I just can’t help but think that in the immediate aftermath of a potentially significant attack, we’ll see a Patriot Act-level response out of Congress – the consequences of which would most likely be irreversible. It would be far better for proactive and more balanced legislation to be passed in the very near term, before such an attack could happen. The bottom line is that when people don’t trust their government, they won’t share information the government will need to protect them.

 
Consumer privacy is a whole other issue. Many websites pay lip service to privacy by including obscure links in miniscule font that can take visitors through a maze of pages to an ultimate opt-out page. Facebook changes its policies so often that no one can keep up. The great majority of internet users simply don’t see or use these links. Sanford Reback, Senior Technology Analyst at Bloomberg Government, spoke of the need for corporations to exercise what is known in legal terms as ‘responsible use’ of personal data – and that Washington knows legislation will be needed to enforce this.

 
He noted that ‘policy must catch up with capability and capacity.’ At a Federal level, how long that will take and what it might look like are unknowns, but 47 states and the District of Columbia have already enacted their own information notification legislation. A Federal act would need to establish notification standards but without weakening state laws already in place, and without making it so complicated that businesses wont’ be able to comply. I figure if they’ve been able to get there with Gramm Leach Bliley and HIPAA, we can get there with digital privacy requirements too.

 
There were other great insights and little pearls dropped across the Summit, but a blog post can get too long. A key takeaway for me was that while corporations will always be competitive, the seriousness and urgency of this issue create an unusual “we’re in this together” dynamic that I found hopeful. While government and business can, should and will help, the bad guys and gals are out there, looking for new ways to get at what we’ve got – and that includes YOUR data.
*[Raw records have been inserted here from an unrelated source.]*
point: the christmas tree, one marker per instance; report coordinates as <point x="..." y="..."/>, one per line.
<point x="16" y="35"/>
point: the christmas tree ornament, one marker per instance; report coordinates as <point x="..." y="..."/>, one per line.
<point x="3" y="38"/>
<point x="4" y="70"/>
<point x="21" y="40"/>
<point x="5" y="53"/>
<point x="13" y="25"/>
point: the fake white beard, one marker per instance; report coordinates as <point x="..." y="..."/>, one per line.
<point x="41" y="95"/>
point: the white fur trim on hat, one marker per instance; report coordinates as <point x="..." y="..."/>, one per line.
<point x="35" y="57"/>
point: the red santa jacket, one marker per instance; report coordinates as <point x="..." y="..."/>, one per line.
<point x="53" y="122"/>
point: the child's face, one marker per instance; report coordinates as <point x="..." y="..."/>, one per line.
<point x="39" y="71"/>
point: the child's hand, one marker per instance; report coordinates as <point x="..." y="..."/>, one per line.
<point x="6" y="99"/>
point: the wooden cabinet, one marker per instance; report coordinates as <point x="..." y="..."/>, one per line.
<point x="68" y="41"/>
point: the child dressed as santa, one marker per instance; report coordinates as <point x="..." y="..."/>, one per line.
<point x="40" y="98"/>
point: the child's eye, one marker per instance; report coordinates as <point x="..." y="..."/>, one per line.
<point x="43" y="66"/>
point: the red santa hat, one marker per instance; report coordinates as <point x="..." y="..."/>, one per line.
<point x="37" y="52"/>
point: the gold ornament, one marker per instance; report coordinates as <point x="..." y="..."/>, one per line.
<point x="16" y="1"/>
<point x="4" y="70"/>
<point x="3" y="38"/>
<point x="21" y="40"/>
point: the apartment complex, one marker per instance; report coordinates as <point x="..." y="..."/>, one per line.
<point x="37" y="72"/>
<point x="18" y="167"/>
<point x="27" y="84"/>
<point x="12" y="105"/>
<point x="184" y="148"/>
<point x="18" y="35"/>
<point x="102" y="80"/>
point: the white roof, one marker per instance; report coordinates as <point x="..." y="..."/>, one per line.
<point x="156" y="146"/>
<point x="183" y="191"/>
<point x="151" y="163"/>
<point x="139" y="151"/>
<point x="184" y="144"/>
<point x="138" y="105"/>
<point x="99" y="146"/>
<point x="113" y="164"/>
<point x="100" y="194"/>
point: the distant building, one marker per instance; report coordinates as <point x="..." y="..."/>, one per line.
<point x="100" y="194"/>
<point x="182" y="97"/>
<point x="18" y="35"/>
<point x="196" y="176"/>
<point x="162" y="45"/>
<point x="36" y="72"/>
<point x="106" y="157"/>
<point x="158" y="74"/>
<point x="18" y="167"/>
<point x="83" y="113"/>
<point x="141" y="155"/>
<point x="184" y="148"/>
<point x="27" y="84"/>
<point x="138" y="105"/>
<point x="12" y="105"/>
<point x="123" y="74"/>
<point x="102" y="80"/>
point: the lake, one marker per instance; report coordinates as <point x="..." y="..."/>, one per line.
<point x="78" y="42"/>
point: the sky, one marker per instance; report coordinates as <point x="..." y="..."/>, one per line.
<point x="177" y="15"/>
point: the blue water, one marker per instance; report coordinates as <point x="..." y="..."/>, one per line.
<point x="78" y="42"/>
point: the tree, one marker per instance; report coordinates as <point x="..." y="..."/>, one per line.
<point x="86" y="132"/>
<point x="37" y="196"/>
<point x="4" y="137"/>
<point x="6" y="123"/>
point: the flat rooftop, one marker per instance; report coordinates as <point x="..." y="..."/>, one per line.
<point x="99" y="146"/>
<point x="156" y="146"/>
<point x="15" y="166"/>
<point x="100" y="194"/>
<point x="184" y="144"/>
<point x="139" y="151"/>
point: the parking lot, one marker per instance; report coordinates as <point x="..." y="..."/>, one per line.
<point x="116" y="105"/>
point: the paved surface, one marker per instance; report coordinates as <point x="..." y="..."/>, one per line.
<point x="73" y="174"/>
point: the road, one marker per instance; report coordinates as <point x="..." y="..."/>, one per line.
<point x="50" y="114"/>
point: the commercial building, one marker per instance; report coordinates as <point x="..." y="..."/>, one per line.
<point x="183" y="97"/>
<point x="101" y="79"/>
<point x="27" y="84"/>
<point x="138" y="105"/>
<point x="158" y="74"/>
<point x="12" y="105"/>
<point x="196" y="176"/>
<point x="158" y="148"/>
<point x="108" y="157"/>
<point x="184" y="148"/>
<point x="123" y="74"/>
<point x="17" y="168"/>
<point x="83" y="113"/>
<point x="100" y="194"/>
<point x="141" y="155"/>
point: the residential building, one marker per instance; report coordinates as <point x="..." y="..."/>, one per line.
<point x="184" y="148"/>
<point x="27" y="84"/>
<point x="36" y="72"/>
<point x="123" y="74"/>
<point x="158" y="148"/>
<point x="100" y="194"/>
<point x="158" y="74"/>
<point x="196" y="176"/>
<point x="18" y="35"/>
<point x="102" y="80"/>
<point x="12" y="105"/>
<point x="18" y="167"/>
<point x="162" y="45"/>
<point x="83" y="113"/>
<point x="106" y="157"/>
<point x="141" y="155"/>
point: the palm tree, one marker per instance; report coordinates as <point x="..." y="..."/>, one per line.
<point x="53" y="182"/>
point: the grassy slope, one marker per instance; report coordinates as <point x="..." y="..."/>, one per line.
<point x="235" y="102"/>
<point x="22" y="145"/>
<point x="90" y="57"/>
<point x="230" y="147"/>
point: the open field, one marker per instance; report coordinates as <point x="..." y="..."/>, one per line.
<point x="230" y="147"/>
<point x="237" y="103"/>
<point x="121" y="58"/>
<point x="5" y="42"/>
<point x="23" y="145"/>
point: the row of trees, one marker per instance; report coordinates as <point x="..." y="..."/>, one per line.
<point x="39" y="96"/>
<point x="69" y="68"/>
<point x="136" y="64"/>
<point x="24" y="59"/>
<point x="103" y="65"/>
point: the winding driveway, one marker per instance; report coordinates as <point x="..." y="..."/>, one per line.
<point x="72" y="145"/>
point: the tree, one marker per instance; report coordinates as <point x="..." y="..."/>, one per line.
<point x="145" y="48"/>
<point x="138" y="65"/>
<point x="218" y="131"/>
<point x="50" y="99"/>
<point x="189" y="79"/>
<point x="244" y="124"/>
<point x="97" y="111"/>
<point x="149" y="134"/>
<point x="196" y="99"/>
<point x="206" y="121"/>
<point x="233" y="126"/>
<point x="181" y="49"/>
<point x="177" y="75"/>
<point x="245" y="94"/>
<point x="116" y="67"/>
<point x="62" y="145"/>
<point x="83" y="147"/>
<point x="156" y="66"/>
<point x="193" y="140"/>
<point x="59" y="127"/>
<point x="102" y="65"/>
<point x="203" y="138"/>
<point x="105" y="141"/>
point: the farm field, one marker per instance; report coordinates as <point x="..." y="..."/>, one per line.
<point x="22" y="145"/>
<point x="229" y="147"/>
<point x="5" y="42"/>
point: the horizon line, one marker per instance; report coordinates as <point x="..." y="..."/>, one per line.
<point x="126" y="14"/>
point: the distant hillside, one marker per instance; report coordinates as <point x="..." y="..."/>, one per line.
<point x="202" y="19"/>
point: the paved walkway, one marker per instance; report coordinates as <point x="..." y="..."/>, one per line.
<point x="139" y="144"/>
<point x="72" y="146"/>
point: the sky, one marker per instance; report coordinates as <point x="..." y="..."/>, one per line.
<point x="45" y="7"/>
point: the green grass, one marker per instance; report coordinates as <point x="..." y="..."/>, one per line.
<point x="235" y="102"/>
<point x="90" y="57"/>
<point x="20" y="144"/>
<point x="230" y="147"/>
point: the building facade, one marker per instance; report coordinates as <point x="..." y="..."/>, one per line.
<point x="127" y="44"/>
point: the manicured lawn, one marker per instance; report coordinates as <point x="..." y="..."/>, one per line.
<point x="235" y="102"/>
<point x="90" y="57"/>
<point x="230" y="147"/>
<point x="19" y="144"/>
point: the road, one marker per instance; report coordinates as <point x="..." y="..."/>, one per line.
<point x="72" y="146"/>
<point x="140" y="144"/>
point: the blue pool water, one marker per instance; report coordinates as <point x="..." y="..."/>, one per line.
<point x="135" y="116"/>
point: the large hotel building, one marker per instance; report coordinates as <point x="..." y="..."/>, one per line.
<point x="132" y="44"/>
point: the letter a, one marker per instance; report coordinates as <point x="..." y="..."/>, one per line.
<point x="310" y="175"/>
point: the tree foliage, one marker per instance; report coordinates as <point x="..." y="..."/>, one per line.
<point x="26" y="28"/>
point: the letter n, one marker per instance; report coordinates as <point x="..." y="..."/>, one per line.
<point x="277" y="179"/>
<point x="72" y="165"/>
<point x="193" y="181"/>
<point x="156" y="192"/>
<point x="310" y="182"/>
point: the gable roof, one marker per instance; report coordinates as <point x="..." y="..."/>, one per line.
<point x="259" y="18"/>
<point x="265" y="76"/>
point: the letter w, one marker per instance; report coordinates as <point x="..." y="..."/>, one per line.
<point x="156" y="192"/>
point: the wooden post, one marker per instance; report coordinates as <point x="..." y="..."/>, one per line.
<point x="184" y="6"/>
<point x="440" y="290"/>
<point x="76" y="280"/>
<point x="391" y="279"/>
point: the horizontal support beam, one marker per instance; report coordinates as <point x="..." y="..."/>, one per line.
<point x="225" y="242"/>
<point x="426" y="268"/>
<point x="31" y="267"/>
The best defense for now is to be active about guarding what you can and help spread the word to your friends and fam. Vaya Con Dios!

Tales from the Silicon Valley Cyber Security Summit – Part Deux

While the policy panel discussion at last week’s Silicon Valley Cyber Security Summit pointed out the many challenges of governments trying to deal with the cyber threat, the second ‘Next Generation’ panel was all about the shortage of qualified talent to deal with the problem.

The good news – cyber presents a great career opportunity! As in, we need lots of help. Now. The not as good news, 40% of open IT security jobs in 2015 will be vacant. There simply aren’t enough qualified people to fill them. Technologies such as new threat intelligence and attack remediation products will continue to advance which will help automate intervention, but there is still a need for people to skillfully apply them, and for others to come up with them in the first place in the face of a never-ending game of new threats. One speaker gave a statistic that only a couple of years ago, a new malware was detected every 15 seconds. Now two new malwares are detected every one second! The speakers expected that pace to accelerate exponentially.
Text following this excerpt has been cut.